The T-45 Goshawk is the U.S. Navy's version of the British Aerospace Hawk. Using the same airframe, it incorporates aspects of the F/A-18's avionics suite and the ability to land on an aircraft carrier to better prepare pilots to fly the Navy's premier fighter aircraft. One pilot who trained aboard Lincoln has experience in both the Hawk and the Goshawk.

Lt. Stephen Collins is an exchange pilot who has flown the Hawk for the British Royal Navy and is now training in the Goshawk with the "Tigers" of VT-9. Collins and four student pilots from India flew aboard Lincoln to train, as they have for the entire curriculum, alongside their U.S. counterparts. His goal is to qualify to the same standard as U.S. pilots so that he can fly U.S. F/A-18E/F Super Hornets as part of his exchange program.

"The U.S. and the Royal Navy have worked together very closely on the Joint Strike Fighter program," said Collins. "The ultimate aim is for us to get some experience flying a jet with very similar capabilities to that one.
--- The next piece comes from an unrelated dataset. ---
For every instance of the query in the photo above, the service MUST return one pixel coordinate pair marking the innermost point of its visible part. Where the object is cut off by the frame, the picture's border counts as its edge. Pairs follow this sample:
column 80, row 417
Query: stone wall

It's a good trade, the U.S. gets a pilot out of it and the Royal Navy gets the experience."
While student pilots of Carrier Training Wings 1 and 2 worked to overcome their inexperience, for Lincoln's flight deck and air traffic control personnel, the challenge was putting their own experience to work and avoiding complacency.

"For most of the people up there right now, having just completed a 7-month deployment, it's was almost business as usual," said Lt. Cory Pope, a catapult and arresting gear officer and Lincoln's V-5 division officer. "We just had to be a little extra cautious and remember that these folks had never done this before. We wanted to keep them safe too."